За что, за какую вину?
Тут вот у них столпотворение вавилонское, и по газетам великий шум, а всего-то дерутся два человека на кулачки, чемпионы бокса, француз и здешний, и вся страна точно сошла с ума. Только о том и слышно, и все-то ставят ставки, и большие стекутся миллионы. А все-то для того, что два человека повывернут друг дружке скулы, и делу конец...
А в России голод и, слышно, люди едят друг дружку. А тут никому никакого дела, точно и нету России, и в газетах о России на самом последнем месте, мелкими буковками.
А - боятся! Боятся нас. Если бы не боялись, не стали бы так огораживаться. И тот французик боится.
- Иван, русский Иван!
Эх, даже круги в глазах.
А забыли, как перед войною, что писали тогда?..
Это вот мне рассказал один человек русский, морской капитан. Познакомился я здесь с ним в русской книжной лавочке, что около музея.
Тут в аббатстве, в соборе, видел я могилы великих людей. И посереди тех могил, на почетнейшем месте, - новенькая плита. Похоронен под нею простой солдат, из братской могилы, с полей сражения. И никто не знает имени того солдата. И всякий день над могилою гора свежих цветов. Всякий день на могилу приходят, - невесты, матери, жены, сестры убитых в войне воинов и приносят цветы, как на свою могилу, - на могилу жениха, сына, мужа, брата... Много я подивился.
Так вот рассказывал мне русский моряк, что после войны, во Франции, в Париже, тоже так похоронили солдата с полей сражения из общей братской могилы. И великие были отданы тому солдату почести, и великое было стечение народа. Съехалися со всего мира короли, президенты, правители всех стран, воевавших противу Германии, и невиданный был устроен парад, и участвовали в том параде войска многих государств и многих народов, белокожие, чернокожие и желтокожие. Миллионы людей принесли с собою цветы. И только не присутствовала на тех похоронах Россия, и не участвовали в параде российские войска. Почитались тогда русские люди предателями, и о них не говорили.
А когда похоронили неведомого солдата, взятого из безымянной могилы, и множество людей ежедневно стало стекаться, чтобы поклониться его праху, - страшная и странная распространилась молва: будто неизвестный солдат, которому поклоняются миллионы - был русским... Будто взяли из могилы случайно русского убитого солдата, и ныне вся Франция и другие народы носят цветы на могилу неведомого русского мужика...
Вот какая молва!
Так меня взволновало, ночи не сплю, думаю: а ведь могло, могло быть!..
Вот бы порассказать французику.
И очень я себя стал чувствовать плохо, и такая опять тоска. Точно и не мил больше свет.

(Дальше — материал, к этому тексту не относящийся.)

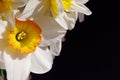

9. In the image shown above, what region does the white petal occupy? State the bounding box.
[0,19,7,39]
[71,2,92,15]
[50,38,62,56]
[18,0,39,20]
[34,15,66,39]
[78,13,85,22]
[74,0,89,4]
[4,52,31,80]
[0,39,8,69]
[31,47,54,74]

И опять мне стало казаться, что уж никогда, никогда не увижу Россию.
А тут вот самое это с Лукичем.
Был он последнее время какой-то, не в себе. Сидит и смотрит, про себя шепчет, - и глаза страшные и чужие, точно видит сквозь стенку. Окликнешь его, - обернется. И улыбка жалкая, детская. И все-то валилося у него из рук. Столько раз оборачивал свою керосинку, раз чуть потушили пожар.
Донимал его наш заведующий. - Этакой костривый и досадный немец. Полагается здесь с нас плата, пустяшная, в неделю по гривеннику, на уборку. Так вот не было у Лукича денег, и задолжал он за месяц. А тот его письмами, принесет и сам положит на подушку: "Милостивый Государь"... Письма эти Лукича и доканали.
Очень он был аккуратный и за себя был гордый.
Уж мы с Сотовым сговорились, - нет-нет, соберем деньжонок и ему донесем, что вот, мол, получена помощь из такого-то комитета, постольку-то на человека. Всучим ему обманом.
А так, - нипочем не возьмет. Лучше голодовать станет.
И как тосковал он по России!
Дотосковался... Так раз под вечер, приехал я из города, привез заказ - книги. Вхожу в переплетную - она у нас наверху и всегда открыта - и вижу: стоит у самого окна человек, голову нагнувши, и будто смотрит на стол. Там у нас всякие лоскутки и банки с клеем. Подошел я поближе: Лукич, - по пиджаку я признал, по серенькому. И как-то очень уж неподвижно.
- Лукич!
Грохнул я книгами о пол.
- Лукич! Лукич!..
А он - холодный. И ноги этак на вершок от самого полу. Крючек у нас над окном, для занавески, вот он со стола шнурочек и зацепил. Со стола и спрыгнул. Уронил баночку с клеем.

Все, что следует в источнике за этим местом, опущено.